Bien que cela soit la corde raccrochant Shams à la vie, son quotidien d'esclave avait atténué les couleurs du rêve qu'elle caressait secrètement. Depuis la mort de sa mère, Shams était passé de geôles en geôles, sa belle et exotique apparence étant prisée par tous les riches propriétaires de la contrée.
Se voyant changer si souvent d'enfer avait épuisé le peu de ressources en Shams et ce rêve qui lui était plus précieux que toute autre chose s'était peu à peu dissipé de son esprit, rendant sa vie plus étouffante encore.

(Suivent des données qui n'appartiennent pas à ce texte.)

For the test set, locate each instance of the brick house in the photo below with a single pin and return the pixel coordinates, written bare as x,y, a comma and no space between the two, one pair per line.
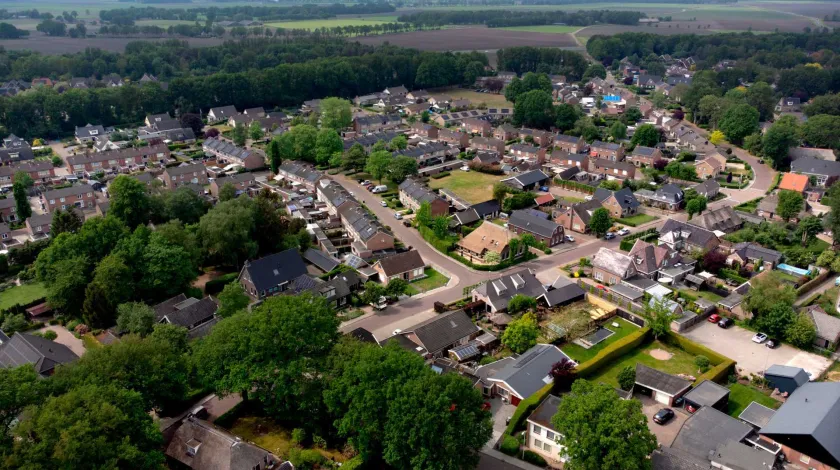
74,196
569,143
242,182
543,229
454,137
477,126
484,143
123,160
176,176
407,266
607,151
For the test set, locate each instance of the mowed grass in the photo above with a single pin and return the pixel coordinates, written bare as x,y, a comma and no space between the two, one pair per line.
740,397
22,294
472,186
546,28
332,22
580,354
433,280
273,437
680,362
490,99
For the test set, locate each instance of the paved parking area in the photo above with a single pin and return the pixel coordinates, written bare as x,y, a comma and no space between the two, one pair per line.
753,358
665,433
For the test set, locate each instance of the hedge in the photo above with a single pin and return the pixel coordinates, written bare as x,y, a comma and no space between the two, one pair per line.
525,408
723,365
216,285
612,352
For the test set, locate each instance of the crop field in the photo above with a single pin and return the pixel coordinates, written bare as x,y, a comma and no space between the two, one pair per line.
547,28
471,38
333,22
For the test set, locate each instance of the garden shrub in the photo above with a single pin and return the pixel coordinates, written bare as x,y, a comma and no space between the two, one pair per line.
534,458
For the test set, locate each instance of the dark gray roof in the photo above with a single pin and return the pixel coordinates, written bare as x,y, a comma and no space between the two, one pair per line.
324,261
707,393
44,355
815,166
545,411
530,371
756,414
660,381
275,269
531,223
707,429
444,330
809,422
500,290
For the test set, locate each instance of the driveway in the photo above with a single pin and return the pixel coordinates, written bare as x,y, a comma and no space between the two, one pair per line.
752,358
66,338
665,433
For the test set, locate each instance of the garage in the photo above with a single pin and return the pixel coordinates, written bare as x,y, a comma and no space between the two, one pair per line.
662,387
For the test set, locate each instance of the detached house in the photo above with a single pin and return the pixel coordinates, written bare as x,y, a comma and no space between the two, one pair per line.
177,176
413,194
611,267
621,203
607,151
222,113
272,275
544,230
74,196
408,266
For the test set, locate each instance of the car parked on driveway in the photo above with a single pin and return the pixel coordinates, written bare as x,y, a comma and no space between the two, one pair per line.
663,416
759,338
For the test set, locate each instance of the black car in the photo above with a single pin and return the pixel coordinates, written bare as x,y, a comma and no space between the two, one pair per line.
663,416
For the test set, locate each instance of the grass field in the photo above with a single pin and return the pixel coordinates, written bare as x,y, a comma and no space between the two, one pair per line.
580,354
680,363
490,99
333,22
433,280
548,28
740,396
22,294
474,187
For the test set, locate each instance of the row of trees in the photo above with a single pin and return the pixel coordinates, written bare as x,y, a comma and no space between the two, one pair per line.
45,112
285,358
503,18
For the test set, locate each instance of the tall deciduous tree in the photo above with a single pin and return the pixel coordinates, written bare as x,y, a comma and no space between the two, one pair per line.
273,354
91,426
600,430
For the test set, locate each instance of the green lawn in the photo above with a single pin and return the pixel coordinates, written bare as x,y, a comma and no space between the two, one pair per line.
740,396
636,220
547,28
22,294
680,362
472,186
580,354
333,22
433,280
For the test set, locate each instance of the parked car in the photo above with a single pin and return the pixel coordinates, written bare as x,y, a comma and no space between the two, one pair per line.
663,416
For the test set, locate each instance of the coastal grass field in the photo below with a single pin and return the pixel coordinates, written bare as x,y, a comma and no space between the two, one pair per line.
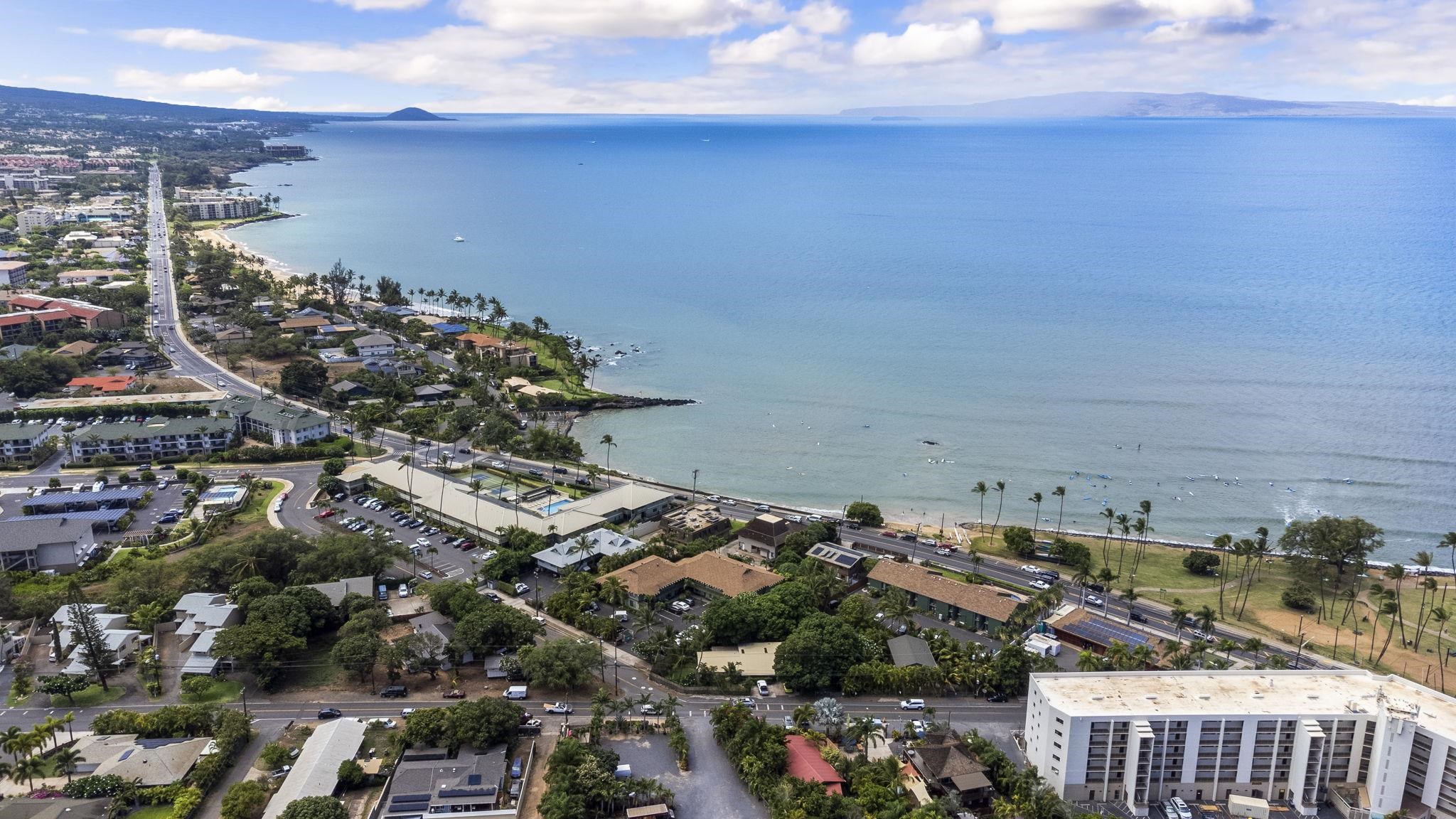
1162,579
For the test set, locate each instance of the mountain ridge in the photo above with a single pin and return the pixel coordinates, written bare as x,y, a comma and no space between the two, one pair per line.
1146,104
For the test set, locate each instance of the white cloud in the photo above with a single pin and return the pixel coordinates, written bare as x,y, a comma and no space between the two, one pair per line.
764,50
230,80
383,5
621,18
188,40
1019,16
822,16
259,104
922,44
450,55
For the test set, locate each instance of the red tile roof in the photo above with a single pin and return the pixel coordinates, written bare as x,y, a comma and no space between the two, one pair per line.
807,764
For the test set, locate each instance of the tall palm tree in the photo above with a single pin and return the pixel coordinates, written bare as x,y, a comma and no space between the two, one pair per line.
611,446
1060,493
1001,499
1111,515
980,519
66,761
1036,499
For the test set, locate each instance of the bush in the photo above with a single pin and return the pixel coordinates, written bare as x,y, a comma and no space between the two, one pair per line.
1299,596
1201,563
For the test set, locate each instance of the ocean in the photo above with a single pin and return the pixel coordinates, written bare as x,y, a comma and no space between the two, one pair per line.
1242,321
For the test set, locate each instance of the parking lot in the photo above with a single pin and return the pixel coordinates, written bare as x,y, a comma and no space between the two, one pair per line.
708,791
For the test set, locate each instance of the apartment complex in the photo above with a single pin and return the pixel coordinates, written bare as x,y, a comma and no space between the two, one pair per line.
1366,742
273,422
155,437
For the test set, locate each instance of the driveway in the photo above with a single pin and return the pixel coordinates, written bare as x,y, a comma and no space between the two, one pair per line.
710,791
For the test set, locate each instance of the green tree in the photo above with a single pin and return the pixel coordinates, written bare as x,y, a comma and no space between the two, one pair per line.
245,801
815,655
562,663
315,808
865,512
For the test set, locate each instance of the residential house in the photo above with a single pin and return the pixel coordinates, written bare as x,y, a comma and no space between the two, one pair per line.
12,273
584,551
136,353
76,348
805,763
147,763
347,390
104,384
273,422
846,563
764,535
316,770
950,770
433,392
909,651
89,277
304,323
18,442
338,589
693,522
58,544
970,605
626,503
85,314
508,352
710,574
200,612
375,346
154,439
429,781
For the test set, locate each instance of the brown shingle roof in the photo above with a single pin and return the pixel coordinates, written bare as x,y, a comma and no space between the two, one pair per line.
989,601
650,576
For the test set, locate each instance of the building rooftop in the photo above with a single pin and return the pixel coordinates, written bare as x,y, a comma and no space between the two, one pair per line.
987,601
316,771
732,577
1289,692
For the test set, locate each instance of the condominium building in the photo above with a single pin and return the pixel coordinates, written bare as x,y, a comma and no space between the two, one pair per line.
155,437
1369,744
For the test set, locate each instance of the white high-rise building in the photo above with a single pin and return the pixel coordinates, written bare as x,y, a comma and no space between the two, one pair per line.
1376,744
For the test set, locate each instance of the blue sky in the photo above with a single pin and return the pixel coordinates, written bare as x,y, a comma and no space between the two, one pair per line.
722,55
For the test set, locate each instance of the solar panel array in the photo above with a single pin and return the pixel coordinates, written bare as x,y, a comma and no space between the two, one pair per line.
1104,631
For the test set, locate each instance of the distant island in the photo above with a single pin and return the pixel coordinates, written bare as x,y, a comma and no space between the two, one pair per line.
415,115
1138,104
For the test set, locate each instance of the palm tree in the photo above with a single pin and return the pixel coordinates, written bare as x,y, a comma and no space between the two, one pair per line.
611,445
1001,499
66,761
1060,493
1439,619
982,488
1036,499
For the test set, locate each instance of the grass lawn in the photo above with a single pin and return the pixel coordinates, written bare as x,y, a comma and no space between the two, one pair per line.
258,505
91,697
222,691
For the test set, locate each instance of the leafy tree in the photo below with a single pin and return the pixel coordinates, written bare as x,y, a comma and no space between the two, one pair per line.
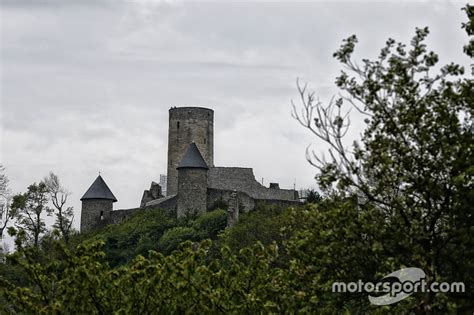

Et quand elle se disait que son calvaire avait atteint son paroxysme, de nouvelles désillusions s'ajoutaient à sa triste existence. S'exténuer aux travaux domestiques pendant la journée, se consumer à la danse toute la nuit pour divertir ses geôliers.
Ne manger que des restes insipides pas même bons pour les bêtes.
Se faire dévorer par les cauchemars pendant le peu de sommeil qui lui était permis.
Souffrir d'agressions anéantissant le peu de dignité et de valeur humaines lui restant aux yeux du monde.Mais surtout, se voir, jour après jour, devenir l'ombre d'elle-même ; constater de ses yeux la brutalité de son monde et la vacuité qu'il laissait en elle.
Se voir disparaitre.
Se faire arracher tout ce qui faisait d'elle un être humain : ses joies, ses souvenirs, sa conscience de soi, ses émotions.
Son supplice était tel que même ses peines s'évaporaient dans le néant, même la douleur ou la tristesse ne l'affligeaient plus. Sa déchéance était totale.Alors, que penses-tu de ce chapitre ? Qu'est-ce que le ces fragments du passé de Shams t'évoquent?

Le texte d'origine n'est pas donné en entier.